DRAWING RESTRAINT 2 (document)
Not on view
Self-lubricating plastic, gelatin silver prints, graphite pencil and crayon on paper, magnesium carbonate wedge, toe-clip strap
Overall: 24 1/2 × 21 × 3in. (62.2 × 53.3 × 7.6 cm)
Whitney Museum of American Art, New York; purchase, with funds from the Drawing Committee
Rights and reproductions
© Matthew Barney, courtesy Gladstone Gallery, New York
Matthew Barney began his DRAWING RESTRAINT series in 1987 as an undergraduate student at Yale. The series, which includes drawings, photographs, sculptures, and video, reflects Barney’s past as a high school athlete and is based on his ongoing interest the physical rigors of athletics—in particular, the idea that muscles strengthen when they encounter resistance.
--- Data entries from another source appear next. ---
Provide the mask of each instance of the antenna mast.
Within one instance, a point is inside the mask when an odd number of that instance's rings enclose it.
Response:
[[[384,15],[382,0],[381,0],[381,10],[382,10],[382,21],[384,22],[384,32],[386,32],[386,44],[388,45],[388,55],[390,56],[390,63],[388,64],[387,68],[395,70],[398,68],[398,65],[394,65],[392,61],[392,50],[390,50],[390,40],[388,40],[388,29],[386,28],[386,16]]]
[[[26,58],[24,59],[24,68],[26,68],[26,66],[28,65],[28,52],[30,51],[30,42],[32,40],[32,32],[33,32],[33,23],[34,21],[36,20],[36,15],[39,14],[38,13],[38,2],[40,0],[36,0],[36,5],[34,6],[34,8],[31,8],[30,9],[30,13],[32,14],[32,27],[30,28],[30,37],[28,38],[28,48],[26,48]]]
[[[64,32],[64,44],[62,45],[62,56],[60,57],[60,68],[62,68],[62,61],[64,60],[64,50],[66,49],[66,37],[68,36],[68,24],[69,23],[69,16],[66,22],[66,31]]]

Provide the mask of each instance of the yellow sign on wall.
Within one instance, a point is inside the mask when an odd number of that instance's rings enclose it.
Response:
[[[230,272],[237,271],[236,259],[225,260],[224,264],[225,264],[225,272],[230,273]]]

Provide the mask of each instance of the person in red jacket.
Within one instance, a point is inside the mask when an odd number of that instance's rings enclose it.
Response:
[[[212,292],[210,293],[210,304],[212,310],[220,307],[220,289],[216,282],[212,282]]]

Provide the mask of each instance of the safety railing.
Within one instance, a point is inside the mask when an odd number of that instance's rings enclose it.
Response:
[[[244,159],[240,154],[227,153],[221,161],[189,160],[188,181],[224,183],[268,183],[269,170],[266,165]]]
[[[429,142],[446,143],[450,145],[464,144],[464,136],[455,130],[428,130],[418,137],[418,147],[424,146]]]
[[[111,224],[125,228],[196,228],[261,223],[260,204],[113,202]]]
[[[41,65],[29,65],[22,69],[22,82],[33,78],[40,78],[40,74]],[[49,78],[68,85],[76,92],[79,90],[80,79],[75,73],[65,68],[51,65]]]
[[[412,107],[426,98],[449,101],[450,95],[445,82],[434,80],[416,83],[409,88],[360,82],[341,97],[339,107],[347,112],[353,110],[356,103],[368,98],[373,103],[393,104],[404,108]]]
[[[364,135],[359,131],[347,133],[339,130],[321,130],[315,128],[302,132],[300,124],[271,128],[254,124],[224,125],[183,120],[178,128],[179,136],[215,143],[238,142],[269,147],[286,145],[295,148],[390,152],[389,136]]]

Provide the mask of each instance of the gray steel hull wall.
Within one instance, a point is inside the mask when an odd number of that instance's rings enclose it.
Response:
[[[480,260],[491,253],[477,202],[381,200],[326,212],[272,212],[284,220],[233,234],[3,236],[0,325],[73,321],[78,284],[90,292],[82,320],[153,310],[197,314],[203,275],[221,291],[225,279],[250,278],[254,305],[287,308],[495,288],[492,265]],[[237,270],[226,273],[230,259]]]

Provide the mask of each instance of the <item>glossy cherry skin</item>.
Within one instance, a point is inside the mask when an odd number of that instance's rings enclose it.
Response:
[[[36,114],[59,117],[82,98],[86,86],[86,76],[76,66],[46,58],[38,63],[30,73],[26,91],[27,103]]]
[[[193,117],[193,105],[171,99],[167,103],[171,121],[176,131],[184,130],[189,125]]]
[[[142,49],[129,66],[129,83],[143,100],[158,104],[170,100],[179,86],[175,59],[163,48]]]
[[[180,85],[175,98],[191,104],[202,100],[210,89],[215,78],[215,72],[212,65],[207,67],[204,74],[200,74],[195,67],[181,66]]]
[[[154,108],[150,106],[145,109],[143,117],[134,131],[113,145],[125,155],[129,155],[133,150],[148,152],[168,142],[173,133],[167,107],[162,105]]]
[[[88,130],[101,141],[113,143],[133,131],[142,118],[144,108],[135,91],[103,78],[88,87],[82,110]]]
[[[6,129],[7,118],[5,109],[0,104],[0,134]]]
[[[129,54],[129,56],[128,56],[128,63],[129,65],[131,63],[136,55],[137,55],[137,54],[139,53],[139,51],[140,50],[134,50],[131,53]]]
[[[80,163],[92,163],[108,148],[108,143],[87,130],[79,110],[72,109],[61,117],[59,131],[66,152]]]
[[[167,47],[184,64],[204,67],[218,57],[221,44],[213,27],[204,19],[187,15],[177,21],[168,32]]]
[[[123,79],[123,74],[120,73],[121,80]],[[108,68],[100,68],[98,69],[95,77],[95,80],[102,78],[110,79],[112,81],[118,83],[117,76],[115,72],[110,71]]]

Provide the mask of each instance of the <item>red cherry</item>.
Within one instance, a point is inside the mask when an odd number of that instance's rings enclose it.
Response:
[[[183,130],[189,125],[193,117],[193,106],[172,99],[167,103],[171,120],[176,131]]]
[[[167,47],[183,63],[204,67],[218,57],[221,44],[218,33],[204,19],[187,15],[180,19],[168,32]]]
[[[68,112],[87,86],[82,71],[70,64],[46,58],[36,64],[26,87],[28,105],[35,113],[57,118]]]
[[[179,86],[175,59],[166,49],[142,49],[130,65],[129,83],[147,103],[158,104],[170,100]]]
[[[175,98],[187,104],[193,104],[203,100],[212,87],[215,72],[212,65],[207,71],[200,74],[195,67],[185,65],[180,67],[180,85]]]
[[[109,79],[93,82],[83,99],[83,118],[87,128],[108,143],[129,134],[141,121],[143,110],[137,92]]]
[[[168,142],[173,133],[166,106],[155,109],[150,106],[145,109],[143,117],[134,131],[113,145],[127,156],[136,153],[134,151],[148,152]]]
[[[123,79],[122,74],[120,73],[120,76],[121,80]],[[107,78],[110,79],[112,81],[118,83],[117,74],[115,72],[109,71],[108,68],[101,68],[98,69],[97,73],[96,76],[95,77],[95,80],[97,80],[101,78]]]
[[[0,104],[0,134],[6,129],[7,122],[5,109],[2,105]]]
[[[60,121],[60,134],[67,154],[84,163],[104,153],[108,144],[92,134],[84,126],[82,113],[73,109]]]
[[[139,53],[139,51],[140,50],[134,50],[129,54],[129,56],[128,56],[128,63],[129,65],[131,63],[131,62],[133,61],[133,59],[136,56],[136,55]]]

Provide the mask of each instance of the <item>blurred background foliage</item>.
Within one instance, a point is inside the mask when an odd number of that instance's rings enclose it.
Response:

Barney proposed that this notion of resistance as a catalyst for growth can also be a metaphor for creativity: the strength of the work of art is proportionial to the obstacles that are overcome in order to create it. To make the drawings for DRAWING RESTRAINT 2, Barney employed a variety of devices—including a harness tethered to a makeshift ramp—that would hinder his movement and prevent him from reaching the paper without considerable difficulty. The stack of drawings and objects compiled here function as an archive of the act of creating the drawings within this set of conditions.